Visual regression

Visual regression catches when something looks wrong, not just when something is wrong. A button moved 3 pixels off, a color swap on the primary CTA, the search bar disappearing on Firefox — these don’t fail a “find the button and click it” check, but they’re real bugs.

This page is about how Marriska does that check, why we chose that approach, and what it costs you.

The two ends of the spectrum

Visual testing has historically pulled in two directions, and both hurt:

Pure pixel-diff (Percy, Chromatic-style classic)

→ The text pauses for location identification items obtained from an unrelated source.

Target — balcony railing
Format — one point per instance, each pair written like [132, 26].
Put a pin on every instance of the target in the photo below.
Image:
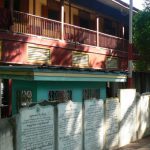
[31, 24]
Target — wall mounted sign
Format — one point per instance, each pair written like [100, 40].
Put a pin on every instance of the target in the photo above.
[111, 63]
[38, 55]
[80, 59]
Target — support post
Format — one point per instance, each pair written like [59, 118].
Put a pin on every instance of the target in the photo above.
[11, 8]
[62, 20]
[0, 97]
[130, 65]
[97, 27]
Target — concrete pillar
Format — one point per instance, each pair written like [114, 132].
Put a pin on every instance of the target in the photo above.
[62, 20]
[97, 27]
[0, 97]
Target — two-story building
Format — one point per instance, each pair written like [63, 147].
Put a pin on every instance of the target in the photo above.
[62, 50]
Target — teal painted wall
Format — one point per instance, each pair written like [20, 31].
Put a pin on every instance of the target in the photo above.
[40, 89]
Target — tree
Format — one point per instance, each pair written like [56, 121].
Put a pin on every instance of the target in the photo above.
[141, 37]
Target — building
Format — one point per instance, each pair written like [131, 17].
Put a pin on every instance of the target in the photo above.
[62, 49]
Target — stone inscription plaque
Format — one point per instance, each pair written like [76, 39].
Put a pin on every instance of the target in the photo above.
[112, 122]
[69, 126]
[36, 128]
[127, 116]
[93, 125]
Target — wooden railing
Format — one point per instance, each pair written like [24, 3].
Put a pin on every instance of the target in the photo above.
[79, 35]
[112, 42]
[31, 24]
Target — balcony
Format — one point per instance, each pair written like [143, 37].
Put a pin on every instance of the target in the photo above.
[30, 24]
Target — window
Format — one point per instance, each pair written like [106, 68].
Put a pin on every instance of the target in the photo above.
[91, 94]
[23, 98]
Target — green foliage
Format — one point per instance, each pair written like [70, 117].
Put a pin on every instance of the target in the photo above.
[141, 37]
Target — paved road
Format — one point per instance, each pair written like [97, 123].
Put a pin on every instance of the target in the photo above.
[143, 144]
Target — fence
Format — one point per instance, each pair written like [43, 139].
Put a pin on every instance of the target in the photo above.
[93, 125]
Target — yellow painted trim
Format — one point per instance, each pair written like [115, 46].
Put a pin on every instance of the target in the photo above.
[77, 75]
[61, 74]
[22, 73]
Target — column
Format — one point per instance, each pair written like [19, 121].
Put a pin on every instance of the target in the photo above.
[62, 20]
[0, 97]
[97, 27]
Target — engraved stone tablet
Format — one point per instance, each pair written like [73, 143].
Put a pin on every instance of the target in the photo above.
[69, 126]
[112, 122]
[94, 125]
[127, 116]
[36, 128]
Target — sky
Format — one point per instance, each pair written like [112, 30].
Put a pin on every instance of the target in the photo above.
[136, 3]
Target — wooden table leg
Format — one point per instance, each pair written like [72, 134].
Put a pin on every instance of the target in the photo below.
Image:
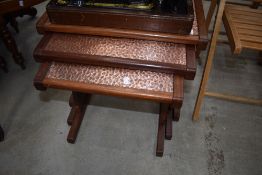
[161, 129]
[176, 112]
[1, 134]
[168, 128]
[77, 114]
[3, 64]
[10, 44]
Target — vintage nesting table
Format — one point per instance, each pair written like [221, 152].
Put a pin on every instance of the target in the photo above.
[129, 63]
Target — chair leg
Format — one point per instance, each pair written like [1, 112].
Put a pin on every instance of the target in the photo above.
[209, 61]
[11, 46]
[3, 64]
[1, 134]
[161, 129]
[77, 114]
[176, 113]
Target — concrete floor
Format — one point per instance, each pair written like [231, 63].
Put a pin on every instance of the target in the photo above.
[118, 136]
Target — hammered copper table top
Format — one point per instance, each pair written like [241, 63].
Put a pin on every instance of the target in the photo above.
[156, 51]
[118, 77]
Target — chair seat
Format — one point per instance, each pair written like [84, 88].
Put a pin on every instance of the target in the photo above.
[244, 27]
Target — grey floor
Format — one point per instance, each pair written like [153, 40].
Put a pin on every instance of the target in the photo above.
[118, 136]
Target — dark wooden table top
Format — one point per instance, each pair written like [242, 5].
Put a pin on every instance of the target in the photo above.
[13, 5]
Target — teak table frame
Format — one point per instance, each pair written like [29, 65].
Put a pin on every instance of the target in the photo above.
[81, 94]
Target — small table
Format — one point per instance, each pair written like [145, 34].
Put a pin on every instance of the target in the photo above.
[9, 10]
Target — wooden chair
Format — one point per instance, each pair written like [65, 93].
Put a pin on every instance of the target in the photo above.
[244, 30]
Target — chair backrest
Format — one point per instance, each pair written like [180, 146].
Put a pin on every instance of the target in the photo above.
[214, 3]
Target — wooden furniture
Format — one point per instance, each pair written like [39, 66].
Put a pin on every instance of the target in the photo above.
[155, 19]
[1, 134]
[256, 3]
[243, 28]
[9, 10]
[82, 80]
[3, 64]
[113, 64]
[118, 52]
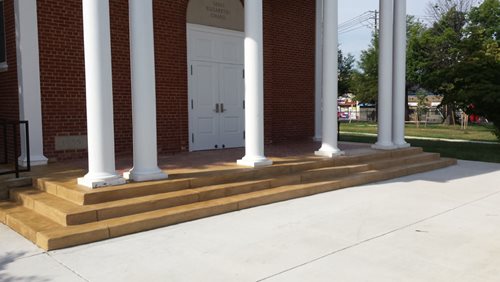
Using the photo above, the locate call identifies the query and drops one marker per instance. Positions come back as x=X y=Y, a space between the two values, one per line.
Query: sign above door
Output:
x=227 y=14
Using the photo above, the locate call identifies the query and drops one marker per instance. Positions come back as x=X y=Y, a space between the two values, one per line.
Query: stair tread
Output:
x=106 y=210
x=51 y=234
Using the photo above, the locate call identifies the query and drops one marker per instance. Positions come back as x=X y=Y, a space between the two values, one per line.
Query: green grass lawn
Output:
x=473 y=132
x=457 y=150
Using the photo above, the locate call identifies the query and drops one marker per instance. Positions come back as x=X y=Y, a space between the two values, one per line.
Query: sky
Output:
x=357 y=40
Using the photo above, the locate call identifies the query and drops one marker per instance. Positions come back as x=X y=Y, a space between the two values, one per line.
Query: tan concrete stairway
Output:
x=58 y=213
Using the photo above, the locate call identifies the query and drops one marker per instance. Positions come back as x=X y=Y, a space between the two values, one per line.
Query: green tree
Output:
x=439 y=51
x=365 y=81
x=346 y=72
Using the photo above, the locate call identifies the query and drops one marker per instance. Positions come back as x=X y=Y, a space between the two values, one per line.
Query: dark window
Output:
x=2 y=35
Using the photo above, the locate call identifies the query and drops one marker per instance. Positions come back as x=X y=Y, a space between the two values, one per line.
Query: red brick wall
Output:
x=62 y=73
x=293 y=49
x=9 y=98
x=289 y=72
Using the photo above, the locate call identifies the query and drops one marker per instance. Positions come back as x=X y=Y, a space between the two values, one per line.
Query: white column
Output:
x=100 y=131
x=254 y=86
x=28 y=78
x=385 y=77
x=318 y=87
x=329 y=148
x=142 y=66
x=399 y=75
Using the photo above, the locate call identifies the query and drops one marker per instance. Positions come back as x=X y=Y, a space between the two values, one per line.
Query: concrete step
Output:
x=70 y=191
x=67 y=213
x=50 y=235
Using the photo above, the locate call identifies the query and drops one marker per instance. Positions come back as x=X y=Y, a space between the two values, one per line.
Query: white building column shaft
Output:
x=100 y=131
x=254 y=86
x=142 y=66
x=329 y=147
x=28 y=77
x=399 y=75
x=318 y=87
x=385 y=77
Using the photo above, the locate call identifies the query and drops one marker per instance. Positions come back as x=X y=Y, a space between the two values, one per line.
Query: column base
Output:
x=145 y=176
x=34 y=161
x=402 y=145
x=317 y=138
x=254 y=161
x=389 y=146
x=96 y=182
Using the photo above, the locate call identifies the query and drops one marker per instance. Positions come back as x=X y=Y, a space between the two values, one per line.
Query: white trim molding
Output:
x=28 y=76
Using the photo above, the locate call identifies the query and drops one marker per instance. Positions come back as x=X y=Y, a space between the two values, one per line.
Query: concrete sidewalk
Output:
x=438 y=226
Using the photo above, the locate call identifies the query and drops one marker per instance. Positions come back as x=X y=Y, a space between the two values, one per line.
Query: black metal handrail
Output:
x=15 y=127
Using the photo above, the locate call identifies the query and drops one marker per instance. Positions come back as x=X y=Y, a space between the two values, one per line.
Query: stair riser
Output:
x=160 y=221
x=102 y=196
x=406 y=161
x=114 y=212
x=137 y=223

Compare every pixel to a baseline. If any meaningful number changed, fail the test.

Why this loses: browsers update their font renderers, antialiasing algorithms shift between Chromium versions, sub-pixel rounding disagreements between OSes — none of which are bugs, but all of which trip a strict pixel-diff. You end up either bumping baselines weekly or living with red builds you’ve trained yourself to ignore.

Pure LLM-vision compare (the “ask the model” approach)

Send both screenshots to a vision LLM and ask “did anything important change?”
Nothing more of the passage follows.